Pada buku ketujuh, para Pelahap Maut semakin aktif
menebarkan teror. Bahkan, mereka kemudian berhasil menguasai Kementerian
Sihir dan Sekolah Hogwarts. Banyak dari mereka yang kemudian ditunjuk
sebagai pejabat-pejabat penting Kementerian, di bawah pimpinan Menteri Sihir
Pius Thicknesse, mantan Kepala Departemen Penegakan Hukum Sihir yang berada di
bawah pengaruh Kutukan Imperius. Di Hogwarts, mereka menempatkan Severus Snape
sebagai Kepala Sekolah (yang kemudian terbukti sebagai agen ganda dan lebih
setia kepada Dumbledore), dan kakak beradik Amycus dan Alecto Carrow
sebagai Guru Pertahanan terhadap Ilmu Hitam (kemudian menjadi Ilmu Hitam) dan
Telaah Muggle, yang dijadikan pelajaran wajib pada rezim teror ini, yang digunakan
untuk menyebarkan propaganda anti-Muggle.
Pertempuran Hogwarts (2 Mei 1998), menandai kejatuhan
dan akhir petualangan Lord Voldemort dan Pelahap Mautnya. Mereka mengalami
kekalahan besar dalam pertempuran tersebut (banyak di antara mereka yang
tewas), sementara Lord Voldemort sendiri tewas dalam duel terakhir melawan
Harry Potter. Setelah itu, banyak dari mereka yang ditangkap dan dipenjarakan
di Azkaban, sementara yang lainnya melarikan diri dan atau bersembunyi
(kemungkinan hingga ke luar negeri).
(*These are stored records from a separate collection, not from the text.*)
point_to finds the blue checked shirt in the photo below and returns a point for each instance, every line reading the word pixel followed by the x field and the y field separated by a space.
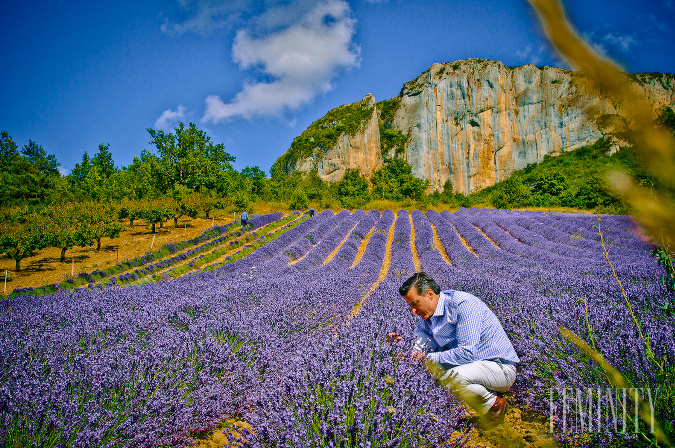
pixel 463 330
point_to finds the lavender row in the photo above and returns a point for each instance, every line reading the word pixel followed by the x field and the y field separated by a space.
pixel 349 250
pixel 330 242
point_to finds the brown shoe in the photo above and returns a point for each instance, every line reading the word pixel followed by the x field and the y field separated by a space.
pixel 495 415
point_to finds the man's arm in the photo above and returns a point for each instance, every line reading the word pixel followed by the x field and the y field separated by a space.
pixel 468 336
pixel 423 341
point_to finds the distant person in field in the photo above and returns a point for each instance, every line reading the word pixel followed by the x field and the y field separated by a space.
pixel 459 332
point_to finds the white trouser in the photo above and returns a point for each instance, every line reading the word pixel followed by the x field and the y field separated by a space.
pixel 478 381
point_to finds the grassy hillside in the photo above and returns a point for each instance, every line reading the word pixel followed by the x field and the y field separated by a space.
pixel 575 179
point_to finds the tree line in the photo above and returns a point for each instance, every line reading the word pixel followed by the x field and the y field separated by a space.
pixel 189 175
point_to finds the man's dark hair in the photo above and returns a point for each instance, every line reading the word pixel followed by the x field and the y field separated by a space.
pixel 422 281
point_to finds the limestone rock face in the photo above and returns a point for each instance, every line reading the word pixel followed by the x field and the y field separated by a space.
pixel 474 122
pixel 358 151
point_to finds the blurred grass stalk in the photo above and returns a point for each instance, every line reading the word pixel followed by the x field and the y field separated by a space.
pixel 616 380
pixel 633 122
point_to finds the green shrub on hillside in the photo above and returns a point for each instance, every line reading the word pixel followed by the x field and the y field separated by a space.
pixel 324 133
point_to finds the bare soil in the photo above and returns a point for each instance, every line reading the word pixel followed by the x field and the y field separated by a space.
pixel 45 267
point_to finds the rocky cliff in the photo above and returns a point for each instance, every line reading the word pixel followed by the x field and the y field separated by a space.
pixel 472 122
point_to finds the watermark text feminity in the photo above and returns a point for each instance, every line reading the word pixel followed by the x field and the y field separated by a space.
pixel 579 410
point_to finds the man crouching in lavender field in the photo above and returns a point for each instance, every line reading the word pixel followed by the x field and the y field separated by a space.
pixel 459 332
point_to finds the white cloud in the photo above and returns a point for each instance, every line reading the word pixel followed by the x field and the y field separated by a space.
pixel 170 118
pixel 300 46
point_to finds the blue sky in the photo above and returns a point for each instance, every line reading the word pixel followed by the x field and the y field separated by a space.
pixel 255 74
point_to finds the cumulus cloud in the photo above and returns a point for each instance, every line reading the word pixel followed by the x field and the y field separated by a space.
pixel 299 47
pixel 170 118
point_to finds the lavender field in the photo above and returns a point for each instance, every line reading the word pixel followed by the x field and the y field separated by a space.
pixel 291 337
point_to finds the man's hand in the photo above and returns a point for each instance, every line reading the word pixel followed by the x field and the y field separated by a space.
pixel 417 356
pixel 393 337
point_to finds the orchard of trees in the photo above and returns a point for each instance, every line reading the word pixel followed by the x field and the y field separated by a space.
pixel 189 175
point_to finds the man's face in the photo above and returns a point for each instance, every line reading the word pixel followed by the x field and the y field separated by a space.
pixel 422 305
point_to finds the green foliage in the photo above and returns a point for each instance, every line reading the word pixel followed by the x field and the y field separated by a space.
pixel 43 162
pixel 353 190
pixel 257 178
pixel 666 119
pixel 512 193
pixel 153 213
pixel 241 201
pixel 8 150
pixel 324 133
pixel 31 179
pixel 299 200
pixel 103 161
pixel 101 221
pixel 188 158
pixel 550 188
pixel 21 234
pixel 67 228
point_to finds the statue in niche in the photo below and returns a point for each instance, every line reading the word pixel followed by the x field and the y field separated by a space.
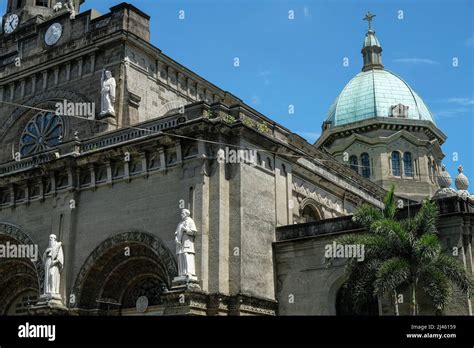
pixel 108 94
pixel 53 259
pixel 184 238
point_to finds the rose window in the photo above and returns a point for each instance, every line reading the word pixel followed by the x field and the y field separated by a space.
pixel 43 132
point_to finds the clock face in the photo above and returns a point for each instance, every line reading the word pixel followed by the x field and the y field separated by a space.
pixel 11 23
pixel 53 34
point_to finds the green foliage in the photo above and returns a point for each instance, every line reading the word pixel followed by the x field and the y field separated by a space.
pixel 401 254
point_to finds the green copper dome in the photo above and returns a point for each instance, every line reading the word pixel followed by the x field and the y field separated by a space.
pixel 373 93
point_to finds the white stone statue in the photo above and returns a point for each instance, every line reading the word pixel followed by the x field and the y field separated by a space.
pixel 184 237
pixel 108 94
pixel 53 259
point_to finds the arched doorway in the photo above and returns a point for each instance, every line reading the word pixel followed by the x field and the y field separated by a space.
pixel 20 278
pixel 121 270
Kemungkinan lain, beberapa dari mereka
telah dieksekusi oleh rakyat sihir atau oknum-oknum petugas
Kementerian yang sudah marah atas sepak terjang mereka ketika mencoba
meloloskan diri, terutama pada hari-hari pertama pasca pertempuran tersebut,
meskipun tindakan ini tentu saja merupakan tindakan main hakim sendiri.
Hanya keluarga Malfoy yang mendapat pengampunan dan amnesti dari Kementerian.
JK Rowling menambahkan, bahwa Tanda Kegelapan yang berada di tangan para
pelahap maut memudar setelah kekalahan Voldemort.